青白いレンブラントの顔には汗が浮かび、もう意識を保つだけでも精一杯に見える。

やがて咳き込んだユリウスの口からは、鮮血が吐き出された。

「おい、離せ! もういいからやめてくれ! 頼む!」

同じく全てを理解したらしいルカも必死に叫び、抵抗している。それでもユリウスは、決してやめようとはしてくれない。

「……俺さ、本気で怒ってるんだよね」

口元の血を拭ったユリウスは、アイスブルーの両目でレンブラントを射抜く。

ぞくりとするほどの圧に、レンブラントの瞳が一瞬、怯えたのが分かった。

そしてまたユリウスは、自身の身体に手をあてた。

「ぐあああああっ!」

「…………っ」

レンブラントは大量の血を吐き、断末魔の叫びが部屋中に響き渡った。相当な痛みと苦しみに襲われているようで、苦しみ喘ぎ、のたうち回っている。

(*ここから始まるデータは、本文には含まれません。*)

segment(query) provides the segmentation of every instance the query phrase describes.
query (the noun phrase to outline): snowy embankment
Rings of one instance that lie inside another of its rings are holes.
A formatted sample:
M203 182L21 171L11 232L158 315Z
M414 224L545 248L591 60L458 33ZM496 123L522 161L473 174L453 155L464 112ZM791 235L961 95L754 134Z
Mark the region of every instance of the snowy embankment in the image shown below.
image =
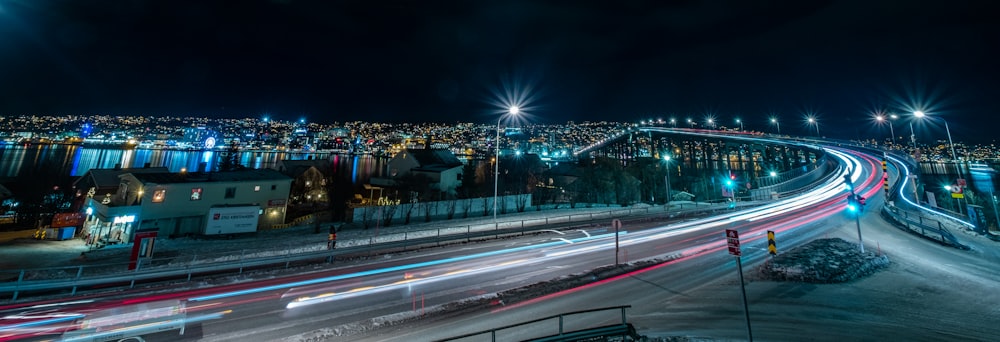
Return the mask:
M758 269L763 280L806 283L842 283L871 275L889 266L889 258L843 239L818 239L764 262Z

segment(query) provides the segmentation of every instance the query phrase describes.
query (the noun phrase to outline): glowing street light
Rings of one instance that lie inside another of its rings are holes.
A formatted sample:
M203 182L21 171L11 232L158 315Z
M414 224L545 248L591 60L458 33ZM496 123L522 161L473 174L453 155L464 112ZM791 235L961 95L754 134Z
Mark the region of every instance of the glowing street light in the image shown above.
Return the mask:
M934 117L927 116L926 113L924 113L923 111L919 111L919 110L913 112L913 116L915 116L917 119L923 119L923 118L941 119L941 122L944 122L944 130L945 130L945 132L948 133L948 145L951 146L951 159L955 161L955 166L958 167L958 154L955 153L955 143L951 141L951 129L948 128L948 121L946 121L945 119L943 119L941 117L934 118ZM962 174L960 173L958 176L961 177Z
M914 111L913 112L913 116L915 116L915 117L917 117L917 119L921 119L921 120L923 118L935 119L934 117L927 116L926 113L924 113L923 111L919 111L919 110L918 111ZM941 119L941 122L944 122L944 130L945 130L945 132L948 133L948 145L951 146L951 160L955 162L955 172L958 173L958 178L961 179L962 178L962 166L961 166L962 163L958 160L958 154L955 153L955 143L952 142L952 140L951 140L951 129L948 128L948 121L945 120L944 118L941 118L941 117L937 117L936 119ZM958 208L958 212L959 213L962 212L962 207Z
M507 113L516 116L521 112L521 108L514 105L507 108ZM494 164L496 166L496 171L493 175L493 221L497 220L497 190L500 186L500 120L503 120L503 115L497 118L497 162Z
M808 122L810 125L816 126L816 136L819 137L820 136L819 135L819 121L816 120L816 117L814 117L814 116L808 116L808 117L806 117L806 122Z
M667 164L667 175L663 177L663 182L667 185L667 197L663 200L663 206L670 209L670 155L663 156L663 162Z
M889 118L891 118L893 120L895 120L898 117L899 116L897 116L896 114L890 114L889 115ZM878 121L878 123L880 125L883 122L888 122L889 123L889 134L892 134L892 144L895 145L896 144L896 132L892 129L892 120L889 120L889 118L886 118L885 115L882 115L881 113L880 114L875 114L875 121Z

ユリウスだって、想像を絶するような同じ痛みを味わっているはず。それでも声も出さずに耐え続けていたユリウスはやがて、血に濡れた唇の端を釣り上げた。

限界を超えた苦痛に耐えきれなくなったレンブラントの意識が途切れかけ、子ども達を繋ぐ魔力途切れた瞬間だったのだろう。

次の瞬間にはもう、ユリウスの剣が振りかざされる。

「──俺の勝ちだ」

剣を振り下ろされるのと同時に、血飛沫を上げながらレンブラントの身体は傾いていった。